Okay, so I had to take off the intake manifold because the coolant line that ran through it broke at one of the ends. Long story short, I can't get the thing out, so I can't get a new fitting in. In order to circum-vent this problem I just ran a hose around the manifold, so that coolant never enters the manifold to begin with. No leaks or anything, but the manifold now has no coolant going into it. I go to start the car after putting everything back together. Takes a while, and when it finaly starts, the gas pedal hardly responds at all, even when floored, and if I take off the gas, the car sputters and dies. I've checked everything I can and everything checks out... my only guess is that I need to tune the carbs, but the guy that I normaly do it with won't be here for a few days, so any idea what it would be besides that?


----------



## asleepz (Feb 24, 2004)

try cranking making it run for about 20 seconds then pull a spark plug and see if it is wet or got oil on it or white or tan


----------



## Zen31ZR (Mar 24, 2004)

1972_240 said:


> Okay, so I had to take off the intake manifold because the coolant line that ran through it broke at one of the ends. Long story short, I can't get the thing out, so I can't get a new fitting in. In order to circum-vent this problem I just ran a hose around the manifold, so that coolant never enters the manifold to begin with. No leaks or anything, but the manifold now has no coolant going into it. I go to start the car after putting everything back together. Takes a while, and when it finaly starts, the gas pedal hardly responds at all, even when floored, and if I take off the gas, the car sputters and dies. I've checked everything I can and everything checks out... my only guess is that I need to tune the carbs, but the guy that I normaly do it with won't be here for a few days, so any idea what it would be besides that?


 How many times have you tried this? Sounds like it's either flooded or starved....... I don't think anything you did to the manifold would cause this. A lot of people bypass the coolant around the mani or the TB , depending on the car , it's generally one of the first mods done.


----------



## 1972_240 (Aug 27, 2004)

My thoughts went to lack of fuel/too much fuel as well, but the plugs are dry... so we're looking at a lack of fuel... or a huge vacuum leak.


----------



## '85 fairlady (May 1, 2004)

check your timing and the the fuel filter and for vacuum leaks.


----------



## JAMESZ (Mar 12, 2004)

Check the carbs.


----------



## 1972_240 (Aug 27, 2004)

Alright, the carbs are there, and are shooting flames, but I can't keep the car running long enough to tune them... so... asides from visually checking and noticing that all looks like it should, I can't do much else.


----------



## Zen31ZR (Mar 24, 2004)

1972_240 said:


> Alright, the carbs are there, and are shooting flames, but I can't keep the car running long enough to tune them... so... asides from visually checking and noticing that all looks like it should, I can't do much else.
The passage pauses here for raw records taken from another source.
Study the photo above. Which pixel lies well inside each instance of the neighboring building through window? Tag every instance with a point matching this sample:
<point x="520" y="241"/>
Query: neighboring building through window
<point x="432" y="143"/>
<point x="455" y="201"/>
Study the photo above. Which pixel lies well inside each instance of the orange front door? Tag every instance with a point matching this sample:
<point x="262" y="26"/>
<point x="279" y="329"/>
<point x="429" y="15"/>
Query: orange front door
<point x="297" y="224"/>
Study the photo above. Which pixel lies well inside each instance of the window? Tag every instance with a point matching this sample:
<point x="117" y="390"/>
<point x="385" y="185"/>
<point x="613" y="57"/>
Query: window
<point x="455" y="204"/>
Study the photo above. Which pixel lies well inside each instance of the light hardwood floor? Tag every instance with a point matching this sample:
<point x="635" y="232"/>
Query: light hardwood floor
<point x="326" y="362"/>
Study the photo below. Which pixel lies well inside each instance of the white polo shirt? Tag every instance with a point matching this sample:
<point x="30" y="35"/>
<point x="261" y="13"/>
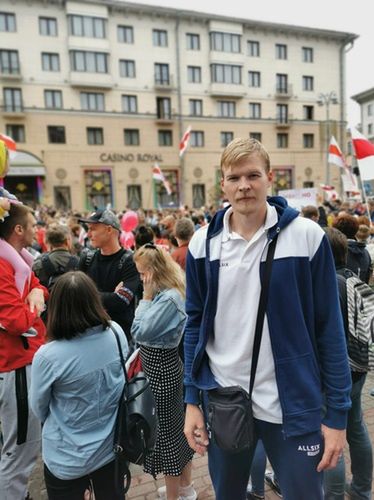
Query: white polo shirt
<point x="230" y="350"/>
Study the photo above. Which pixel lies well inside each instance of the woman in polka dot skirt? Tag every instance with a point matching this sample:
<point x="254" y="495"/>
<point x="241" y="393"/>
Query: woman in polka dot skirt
<point x="158" y="327"/>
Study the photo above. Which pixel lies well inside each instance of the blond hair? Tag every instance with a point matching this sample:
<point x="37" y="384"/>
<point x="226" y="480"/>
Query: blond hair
<point x="167" y="273"/>
<point x="239" y="150"/>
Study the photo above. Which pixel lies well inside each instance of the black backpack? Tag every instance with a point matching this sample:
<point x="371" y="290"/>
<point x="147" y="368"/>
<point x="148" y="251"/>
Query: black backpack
<point x="55" y="271"/>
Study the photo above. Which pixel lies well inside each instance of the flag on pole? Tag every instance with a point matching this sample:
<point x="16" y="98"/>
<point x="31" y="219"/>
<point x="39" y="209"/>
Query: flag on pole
<point x="10" y="144"/>
<point x="184" y="141"/>
<point x="335" y="155"/>
<point x="364" y="152"/>
<point x="330" y="191"/>
<point x="159" y="176"/>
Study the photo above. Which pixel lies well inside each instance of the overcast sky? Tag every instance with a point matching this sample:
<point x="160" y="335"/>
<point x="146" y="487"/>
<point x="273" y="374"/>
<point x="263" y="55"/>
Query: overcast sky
<point x="353" y="17"/>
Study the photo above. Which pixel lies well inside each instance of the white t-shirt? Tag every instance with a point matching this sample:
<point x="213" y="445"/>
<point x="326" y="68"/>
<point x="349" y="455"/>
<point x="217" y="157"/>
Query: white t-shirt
<point x="230" y="349"/>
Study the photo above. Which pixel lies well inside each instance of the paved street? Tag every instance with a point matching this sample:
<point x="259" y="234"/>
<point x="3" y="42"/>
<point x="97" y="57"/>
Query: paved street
<point x="144" y="487"/>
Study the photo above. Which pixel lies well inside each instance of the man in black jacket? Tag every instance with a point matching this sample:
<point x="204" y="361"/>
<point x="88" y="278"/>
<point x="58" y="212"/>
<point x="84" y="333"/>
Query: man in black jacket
<point x="111" y="267"/>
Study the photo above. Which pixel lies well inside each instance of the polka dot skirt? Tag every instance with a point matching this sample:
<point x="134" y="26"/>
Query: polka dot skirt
<point x="164" y="369"/>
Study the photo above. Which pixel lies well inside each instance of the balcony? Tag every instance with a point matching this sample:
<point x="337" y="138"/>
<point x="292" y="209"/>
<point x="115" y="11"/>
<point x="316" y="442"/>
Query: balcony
<point x="230" y="90"/>
<point x="165" y="83"/>
<point x="283" y="91"/>
<point x="283" y="121"/>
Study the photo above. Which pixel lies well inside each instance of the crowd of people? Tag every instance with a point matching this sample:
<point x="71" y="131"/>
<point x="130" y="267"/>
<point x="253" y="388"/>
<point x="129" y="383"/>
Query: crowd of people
<point x="184" y="289"/>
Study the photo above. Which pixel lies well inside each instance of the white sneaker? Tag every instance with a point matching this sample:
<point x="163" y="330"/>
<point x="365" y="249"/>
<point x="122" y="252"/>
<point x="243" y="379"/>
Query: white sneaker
<point x="185" y="492"/>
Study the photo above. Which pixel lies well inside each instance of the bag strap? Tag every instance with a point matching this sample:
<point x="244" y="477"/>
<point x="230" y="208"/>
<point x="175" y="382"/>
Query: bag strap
<point x="120" y="352"/>
<point x="261" y="310"/>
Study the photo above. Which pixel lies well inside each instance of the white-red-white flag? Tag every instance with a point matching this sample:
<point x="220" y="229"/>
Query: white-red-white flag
<point x="330" y="191"/>
<point x="10" y="144"/>
<point x="335" y="155"/>
<point x="184" y="141"/>
<point x="159" y="176"/>
<point x="364" y="152"/>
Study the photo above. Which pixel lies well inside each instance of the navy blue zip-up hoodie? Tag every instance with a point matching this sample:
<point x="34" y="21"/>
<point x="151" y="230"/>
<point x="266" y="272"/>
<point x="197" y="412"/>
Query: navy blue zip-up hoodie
<point x="303" y="314"/>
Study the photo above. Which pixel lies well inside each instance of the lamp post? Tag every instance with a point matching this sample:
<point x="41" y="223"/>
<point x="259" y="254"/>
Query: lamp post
<point x="326" y="100"/>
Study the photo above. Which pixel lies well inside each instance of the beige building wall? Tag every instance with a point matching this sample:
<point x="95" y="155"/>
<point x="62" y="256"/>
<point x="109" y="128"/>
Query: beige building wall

 Perhaps your cam is out of phase. We can have all this second guessing going on all day long , unfortunately none of us is actually there to help you. 3-4 heads is better than 1 , but only if we could see with your eyes................


----------



## 0341TODD (Nov 15, 2003)

Was it running find before you did this? It really sounds like you have fouled plugs. I foul mine about every 3,000 miles and my car runs crappy. When I pull them they look fine, but it really is the problem.....so I change them and WAAAAALLAAAAAA- LIKE MAGIC........car starts now even when hot since I also fixed the aiv valve


----------



## 1972_240 (Aug 27, 2004)

The plugs/wires were replaced the day before we took off the manifold, so two days before everything went south.


----------



## Zen31ZR (Mar 24, 2004)

This is gonna sound weird , but did you hook up the fuel lines correctly. I'm assuming they were disconnected to remove the manifold. 
And something you mentioned before is that the carbs were shooting flames.........do you mean it's backfiring? Sounds like either the cam is out of time , or the plugs/wires/distributor is.


----------



## hondakillerZX (Aug 16, 2004)

just a guess but could it be the fuel pump


----------